Und ich behaupte(habe es leider nicht gesehen) das eine Gruppe Angler vor Ort, diesen "Unfall" verursacht haben, aber nicht Mann´s genug waren die Ente zu "drillen" und von der Montage zu befreien sondern nur die Schnur gekappt haben
um nicht weiter Aufzufallen :r:r .

Zusammengefasst waren es schöne 14 Tage aber wir sind auch froh wieder zu Hause zu sein.


----------



## Köfi83 (19. November 2014)

*AW: Walchsee Tirol / Urlaub und mehr .............*

Gibt es momentan aktuelle Infos zum Walchsee?

Wie laufen die Raubfische, auf was muss man achten bzw. was ist zu tun um im Juni 2015 Raubfische zu erwischen?

Vielleicht würde mich ja jemand der das Gewässer kennt mal einen Tag mitnehmen?

Köfi


----------



## Andal (19. November 2014)

*AW: Walchsee Tirol / Urlaub und mehr .............*



Köfi83 schrieb:


> auf was muss man achten bzw. was ist zu tun um im *Juni*2015 Raubfische zu erwischen?

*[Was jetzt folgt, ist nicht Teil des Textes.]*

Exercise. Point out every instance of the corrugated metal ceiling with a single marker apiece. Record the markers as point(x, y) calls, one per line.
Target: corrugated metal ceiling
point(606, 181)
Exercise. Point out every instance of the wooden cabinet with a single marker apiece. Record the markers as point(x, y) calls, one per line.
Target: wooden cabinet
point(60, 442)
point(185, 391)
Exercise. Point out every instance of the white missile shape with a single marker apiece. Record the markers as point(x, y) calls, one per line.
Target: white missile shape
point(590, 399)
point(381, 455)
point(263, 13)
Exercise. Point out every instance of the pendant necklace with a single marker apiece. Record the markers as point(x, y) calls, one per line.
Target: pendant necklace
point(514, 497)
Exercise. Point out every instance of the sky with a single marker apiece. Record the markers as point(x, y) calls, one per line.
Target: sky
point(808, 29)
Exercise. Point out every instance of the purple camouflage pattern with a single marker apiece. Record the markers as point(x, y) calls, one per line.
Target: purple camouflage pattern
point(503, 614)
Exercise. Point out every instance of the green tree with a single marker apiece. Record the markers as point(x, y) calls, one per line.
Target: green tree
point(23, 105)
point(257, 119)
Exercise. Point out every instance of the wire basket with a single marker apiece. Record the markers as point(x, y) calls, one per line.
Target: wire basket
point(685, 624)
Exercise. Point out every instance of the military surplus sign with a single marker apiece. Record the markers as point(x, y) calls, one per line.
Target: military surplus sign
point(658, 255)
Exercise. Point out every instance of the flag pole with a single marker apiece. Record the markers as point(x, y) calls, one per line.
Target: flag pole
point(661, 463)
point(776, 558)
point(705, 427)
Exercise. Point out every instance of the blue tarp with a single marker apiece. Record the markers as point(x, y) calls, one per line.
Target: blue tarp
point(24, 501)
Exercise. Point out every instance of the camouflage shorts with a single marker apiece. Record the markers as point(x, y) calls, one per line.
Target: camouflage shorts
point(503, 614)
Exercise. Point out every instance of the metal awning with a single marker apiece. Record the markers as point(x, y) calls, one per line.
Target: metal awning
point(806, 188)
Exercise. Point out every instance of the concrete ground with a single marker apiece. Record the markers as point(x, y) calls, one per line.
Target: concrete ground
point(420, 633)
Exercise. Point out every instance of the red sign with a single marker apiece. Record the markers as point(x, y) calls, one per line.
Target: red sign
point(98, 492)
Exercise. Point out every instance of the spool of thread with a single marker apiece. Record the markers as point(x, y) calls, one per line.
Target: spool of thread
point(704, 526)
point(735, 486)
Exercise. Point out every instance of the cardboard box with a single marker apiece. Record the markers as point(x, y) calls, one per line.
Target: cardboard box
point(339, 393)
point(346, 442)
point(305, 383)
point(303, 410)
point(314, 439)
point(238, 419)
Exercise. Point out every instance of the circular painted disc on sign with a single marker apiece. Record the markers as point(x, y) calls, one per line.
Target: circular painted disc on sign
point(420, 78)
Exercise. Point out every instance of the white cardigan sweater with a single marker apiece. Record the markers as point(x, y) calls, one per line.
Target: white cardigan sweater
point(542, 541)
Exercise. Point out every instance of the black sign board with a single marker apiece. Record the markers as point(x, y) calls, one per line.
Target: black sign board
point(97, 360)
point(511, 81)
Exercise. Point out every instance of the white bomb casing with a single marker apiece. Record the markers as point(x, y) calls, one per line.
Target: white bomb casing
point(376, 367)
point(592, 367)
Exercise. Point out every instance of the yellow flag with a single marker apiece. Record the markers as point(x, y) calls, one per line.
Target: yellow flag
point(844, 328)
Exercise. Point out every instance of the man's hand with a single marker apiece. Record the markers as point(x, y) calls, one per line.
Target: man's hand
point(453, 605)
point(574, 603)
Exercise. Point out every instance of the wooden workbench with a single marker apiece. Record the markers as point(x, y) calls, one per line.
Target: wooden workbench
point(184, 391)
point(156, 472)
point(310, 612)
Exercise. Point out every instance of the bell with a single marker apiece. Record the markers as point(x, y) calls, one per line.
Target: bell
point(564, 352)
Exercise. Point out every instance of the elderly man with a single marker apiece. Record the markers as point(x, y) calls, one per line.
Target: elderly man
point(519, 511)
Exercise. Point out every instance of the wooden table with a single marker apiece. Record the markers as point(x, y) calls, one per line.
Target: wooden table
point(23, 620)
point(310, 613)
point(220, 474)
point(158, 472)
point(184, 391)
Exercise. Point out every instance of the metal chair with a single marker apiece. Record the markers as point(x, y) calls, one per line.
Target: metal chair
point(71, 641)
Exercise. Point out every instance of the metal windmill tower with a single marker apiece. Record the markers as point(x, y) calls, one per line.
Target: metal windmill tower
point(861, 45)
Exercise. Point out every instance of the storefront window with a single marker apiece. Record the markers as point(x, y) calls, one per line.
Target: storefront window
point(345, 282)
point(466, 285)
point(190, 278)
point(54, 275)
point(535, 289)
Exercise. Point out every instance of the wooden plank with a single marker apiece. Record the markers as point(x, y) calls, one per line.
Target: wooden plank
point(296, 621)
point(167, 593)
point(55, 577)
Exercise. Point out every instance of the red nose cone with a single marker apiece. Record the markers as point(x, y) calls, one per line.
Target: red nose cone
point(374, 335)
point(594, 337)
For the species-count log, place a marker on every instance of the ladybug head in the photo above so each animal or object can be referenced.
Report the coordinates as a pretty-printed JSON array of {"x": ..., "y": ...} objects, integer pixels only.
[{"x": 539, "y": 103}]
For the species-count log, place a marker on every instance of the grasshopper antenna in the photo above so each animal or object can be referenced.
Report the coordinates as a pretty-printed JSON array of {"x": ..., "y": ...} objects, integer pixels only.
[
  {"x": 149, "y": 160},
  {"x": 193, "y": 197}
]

Aufpassen, dass dich die Ausflügler und Urlauber nicht mit den Elektrobooten über den Haufen fahren. Und an den zugänglichen Ufern werden sie dir vermutlich in der Hosentasche stehen. Da ist Hauptsaison und vermutlich ist es um den Kölner Dom herum ruhiger, als an dem See.


----------



## Köfi83 (19. November 2014)

*AW: Walchsee Tirol / Urlaub und mehr .............*

Echt so schlimm dort.
Dann werde ich erstmal beobachten und es eventuell sein lassen. Bin ja mit der Familie dort und würde wenn nur einen Tag angeln wollen.


----------